Also, is there any reason to use a schema name with a capital letter as an
example? IMO that just adds unnecessary complexity to the example.
+$node->issues_sql_like(
+ [ 'vacuumdb', '--schema', '"Foo"', 'postgres' ],
+ qr/VACUUM "Foo".*/,
+ 'vacuumdb --schema schema only');
IIUC there should only be one table in the schema. Can we avoid matching
"*" and check for the exact command instead?
I think there should be a few more test cases.
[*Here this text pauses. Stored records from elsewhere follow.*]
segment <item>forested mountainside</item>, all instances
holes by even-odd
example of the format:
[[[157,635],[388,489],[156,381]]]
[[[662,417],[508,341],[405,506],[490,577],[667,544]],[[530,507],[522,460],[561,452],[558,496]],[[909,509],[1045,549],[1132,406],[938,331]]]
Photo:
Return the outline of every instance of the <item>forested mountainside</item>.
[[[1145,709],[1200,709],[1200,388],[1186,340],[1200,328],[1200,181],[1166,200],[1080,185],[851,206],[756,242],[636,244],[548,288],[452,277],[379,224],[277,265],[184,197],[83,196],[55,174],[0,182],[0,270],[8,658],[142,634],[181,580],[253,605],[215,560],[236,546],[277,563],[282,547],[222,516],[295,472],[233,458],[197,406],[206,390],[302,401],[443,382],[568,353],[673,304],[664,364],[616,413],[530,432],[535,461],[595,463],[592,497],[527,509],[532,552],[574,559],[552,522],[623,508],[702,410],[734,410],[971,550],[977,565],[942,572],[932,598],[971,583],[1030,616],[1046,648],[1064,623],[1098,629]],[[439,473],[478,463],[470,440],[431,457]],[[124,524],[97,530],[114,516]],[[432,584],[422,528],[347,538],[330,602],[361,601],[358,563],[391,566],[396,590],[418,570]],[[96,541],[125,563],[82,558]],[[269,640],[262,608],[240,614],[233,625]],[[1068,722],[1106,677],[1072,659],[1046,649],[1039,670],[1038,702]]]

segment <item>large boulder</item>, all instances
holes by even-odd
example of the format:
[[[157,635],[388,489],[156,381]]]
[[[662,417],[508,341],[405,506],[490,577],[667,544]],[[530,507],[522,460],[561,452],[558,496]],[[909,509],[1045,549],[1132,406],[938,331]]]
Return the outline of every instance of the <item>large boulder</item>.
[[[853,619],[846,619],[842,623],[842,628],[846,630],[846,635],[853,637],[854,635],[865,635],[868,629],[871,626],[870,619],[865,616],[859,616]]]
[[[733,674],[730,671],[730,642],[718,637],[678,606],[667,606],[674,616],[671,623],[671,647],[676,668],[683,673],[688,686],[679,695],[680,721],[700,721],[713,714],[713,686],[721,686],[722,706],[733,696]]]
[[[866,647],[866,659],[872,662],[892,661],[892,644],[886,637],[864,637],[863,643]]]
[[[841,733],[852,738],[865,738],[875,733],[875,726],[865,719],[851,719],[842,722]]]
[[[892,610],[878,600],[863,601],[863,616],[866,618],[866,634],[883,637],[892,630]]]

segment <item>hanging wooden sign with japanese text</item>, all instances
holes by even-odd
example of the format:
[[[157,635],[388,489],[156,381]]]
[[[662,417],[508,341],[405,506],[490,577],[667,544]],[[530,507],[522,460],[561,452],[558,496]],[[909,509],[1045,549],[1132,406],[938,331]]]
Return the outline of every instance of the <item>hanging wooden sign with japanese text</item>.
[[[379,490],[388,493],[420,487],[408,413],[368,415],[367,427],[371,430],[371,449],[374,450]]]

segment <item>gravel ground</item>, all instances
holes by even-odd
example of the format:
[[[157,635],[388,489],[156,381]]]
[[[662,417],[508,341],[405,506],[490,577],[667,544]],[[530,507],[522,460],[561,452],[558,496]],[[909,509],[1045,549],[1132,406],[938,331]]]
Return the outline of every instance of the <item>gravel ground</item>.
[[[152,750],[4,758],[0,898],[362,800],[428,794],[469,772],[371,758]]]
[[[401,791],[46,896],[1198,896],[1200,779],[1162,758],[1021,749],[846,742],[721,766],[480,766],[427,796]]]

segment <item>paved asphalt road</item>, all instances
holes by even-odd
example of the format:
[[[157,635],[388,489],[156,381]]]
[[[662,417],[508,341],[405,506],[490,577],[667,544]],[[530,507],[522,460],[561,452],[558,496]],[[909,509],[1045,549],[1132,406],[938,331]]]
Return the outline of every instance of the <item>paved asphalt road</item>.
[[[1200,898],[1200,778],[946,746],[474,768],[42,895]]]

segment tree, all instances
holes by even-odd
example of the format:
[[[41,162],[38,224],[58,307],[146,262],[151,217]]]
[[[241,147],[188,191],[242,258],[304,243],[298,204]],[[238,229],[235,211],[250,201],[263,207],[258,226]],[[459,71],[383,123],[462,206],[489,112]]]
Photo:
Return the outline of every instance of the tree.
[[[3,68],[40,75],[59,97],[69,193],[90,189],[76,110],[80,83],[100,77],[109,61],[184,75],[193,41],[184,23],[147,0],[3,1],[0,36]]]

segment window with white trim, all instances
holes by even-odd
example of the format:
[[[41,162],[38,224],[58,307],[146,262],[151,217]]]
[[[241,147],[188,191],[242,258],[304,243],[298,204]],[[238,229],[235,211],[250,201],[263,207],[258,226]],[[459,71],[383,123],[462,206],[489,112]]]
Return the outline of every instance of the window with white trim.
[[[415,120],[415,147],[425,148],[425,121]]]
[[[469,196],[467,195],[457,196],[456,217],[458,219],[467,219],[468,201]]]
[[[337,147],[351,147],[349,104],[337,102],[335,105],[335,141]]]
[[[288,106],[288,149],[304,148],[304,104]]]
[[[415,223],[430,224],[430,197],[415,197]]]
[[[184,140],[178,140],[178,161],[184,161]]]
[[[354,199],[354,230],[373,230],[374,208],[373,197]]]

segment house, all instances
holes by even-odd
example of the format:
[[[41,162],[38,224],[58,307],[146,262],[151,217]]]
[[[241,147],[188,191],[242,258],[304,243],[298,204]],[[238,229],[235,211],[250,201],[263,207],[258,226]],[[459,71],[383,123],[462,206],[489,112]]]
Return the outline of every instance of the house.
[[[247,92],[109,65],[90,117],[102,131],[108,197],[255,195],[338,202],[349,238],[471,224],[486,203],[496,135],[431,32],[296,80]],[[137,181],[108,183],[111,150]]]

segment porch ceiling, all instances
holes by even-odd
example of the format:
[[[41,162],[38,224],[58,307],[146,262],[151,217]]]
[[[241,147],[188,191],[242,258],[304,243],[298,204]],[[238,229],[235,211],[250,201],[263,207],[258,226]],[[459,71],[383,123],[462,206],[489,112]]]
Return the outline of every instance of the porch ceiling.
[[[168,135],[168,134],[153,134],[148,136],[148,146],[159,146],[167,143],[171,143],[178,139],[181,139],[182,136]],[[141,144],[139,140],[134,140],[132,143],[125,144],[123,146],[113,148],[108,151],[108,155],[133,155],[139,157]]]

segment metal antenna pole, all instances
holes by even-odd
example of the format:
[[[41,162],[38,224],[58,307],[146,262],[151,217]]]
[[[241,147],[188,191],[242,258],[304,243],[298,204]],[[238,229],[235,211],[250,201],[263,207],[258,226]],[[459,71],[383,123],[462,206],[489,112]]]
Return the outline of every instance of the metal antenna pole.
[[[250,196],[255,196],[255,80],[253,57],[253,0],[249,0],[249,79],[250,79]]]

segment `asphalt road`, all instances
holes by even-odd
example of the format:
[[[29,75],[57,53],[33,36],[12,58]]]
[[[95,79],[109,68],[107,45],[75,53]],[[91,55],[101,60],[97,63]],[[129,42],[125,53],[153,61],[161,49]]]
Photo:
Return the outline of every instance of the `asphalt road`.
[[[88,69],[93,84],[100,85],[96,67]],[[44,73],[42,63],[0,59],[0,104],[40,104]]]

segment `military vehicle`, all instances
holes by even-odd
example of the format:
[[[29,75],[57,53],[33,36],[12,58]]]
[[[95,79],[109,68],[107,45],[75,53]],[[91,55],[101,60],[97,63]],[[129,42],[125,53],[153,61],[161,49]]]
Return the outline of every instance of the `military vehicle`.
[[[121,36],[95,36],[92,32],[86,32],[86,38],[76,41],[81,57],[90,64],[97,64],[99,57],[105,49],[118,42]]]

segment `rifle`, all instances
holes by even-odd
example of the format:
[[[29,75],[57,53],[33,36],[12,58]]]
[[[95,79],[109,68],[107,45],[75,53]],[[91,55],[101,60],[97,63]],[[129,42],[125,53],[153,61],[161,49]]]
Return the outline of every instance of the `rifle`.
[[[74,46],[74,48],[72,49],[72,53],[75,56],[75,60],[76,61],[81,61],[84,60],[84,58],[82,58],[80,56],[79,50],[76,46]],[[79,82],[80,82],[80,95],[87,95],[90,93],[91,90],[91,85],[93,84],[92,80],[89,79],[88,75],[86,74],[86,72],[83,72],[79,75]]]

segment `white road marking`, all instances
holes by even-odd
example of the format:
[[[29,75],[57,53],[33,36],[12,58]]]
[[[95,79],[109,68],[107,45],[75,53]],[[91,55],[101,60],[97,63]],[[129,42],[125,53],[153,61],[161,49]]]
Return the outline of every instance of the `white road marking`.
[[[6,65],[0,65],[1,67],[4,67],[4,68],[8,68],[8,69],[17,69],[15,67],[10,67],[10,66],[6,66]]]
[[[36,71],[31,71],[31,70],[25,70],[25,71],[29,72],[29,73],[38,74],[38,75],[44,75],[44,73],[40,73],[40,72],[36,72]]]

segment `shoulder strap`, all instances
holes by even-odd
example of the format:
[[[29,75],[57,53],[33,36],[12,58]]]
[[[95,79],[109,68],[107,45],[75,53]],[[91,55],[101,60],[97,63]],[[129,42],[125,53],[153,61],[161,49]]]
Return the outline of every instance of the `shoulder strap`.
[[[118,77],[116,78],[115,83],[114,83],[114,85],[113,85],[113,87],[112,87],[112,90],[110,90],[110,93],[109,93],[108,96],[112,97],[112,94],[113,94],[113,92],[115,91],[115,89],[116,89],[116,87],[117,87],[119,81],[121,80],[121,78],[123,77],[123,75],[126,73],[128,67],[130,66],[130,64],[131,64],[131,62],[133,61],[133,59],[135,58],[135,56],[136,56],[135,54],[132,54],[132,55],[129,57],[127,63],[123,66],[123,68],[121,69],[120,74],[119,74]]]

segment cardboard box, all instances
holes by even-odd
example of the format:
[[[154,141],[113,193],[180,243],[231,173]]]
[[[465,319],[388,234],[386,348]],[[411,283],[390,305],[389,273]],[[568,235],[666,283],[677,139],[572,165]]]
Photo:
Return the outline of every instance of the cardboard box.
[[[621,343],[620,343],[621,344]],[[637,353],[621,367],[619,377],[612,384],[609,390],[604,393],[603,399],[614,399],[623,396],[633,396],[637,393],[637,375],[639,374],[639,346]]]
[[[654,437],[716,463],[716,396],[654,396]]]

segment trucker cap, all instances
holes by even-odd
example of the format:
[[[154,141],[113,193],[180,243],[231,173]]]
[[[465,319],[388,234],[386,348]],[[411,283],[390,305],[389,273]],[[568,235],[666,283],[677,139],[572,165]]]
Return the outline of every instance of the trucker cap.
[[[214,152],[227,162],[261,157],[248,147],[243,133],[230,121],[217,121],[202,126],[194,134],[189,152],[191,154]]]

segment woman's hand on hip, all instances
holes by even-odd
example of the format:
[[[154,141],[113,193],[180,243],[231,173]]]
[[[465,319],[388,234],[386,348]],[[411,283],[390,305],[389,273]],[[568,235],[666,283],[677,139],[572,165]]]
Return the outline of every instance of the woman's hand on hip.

For example, we should test
using -n and -N at the same time, and we should test what happens when
those options are used for missing schemas.
+ /*
+ * When filtering on schema name, filter by table is not allowed.
+ * The schema name can already be set to a fqdn table name.
+ */
+ if (tbl_count && (schemas.head != NULL))
+ {
+ pg_log_error("cannot vacuum all tables in schema(s) and specific table(s) at the same time");
+ exit(1);
+ }
I think there might be some useful refactoring we can do that would
simplify adding similar options in the future. Specifically, can we have a
global variable that stores the type of vacuumdb command (e.g., all,
tables, or schemas)? If so, perhaps the tables list could be renamed and
reused for schemas (and any other objects that need listing in the future).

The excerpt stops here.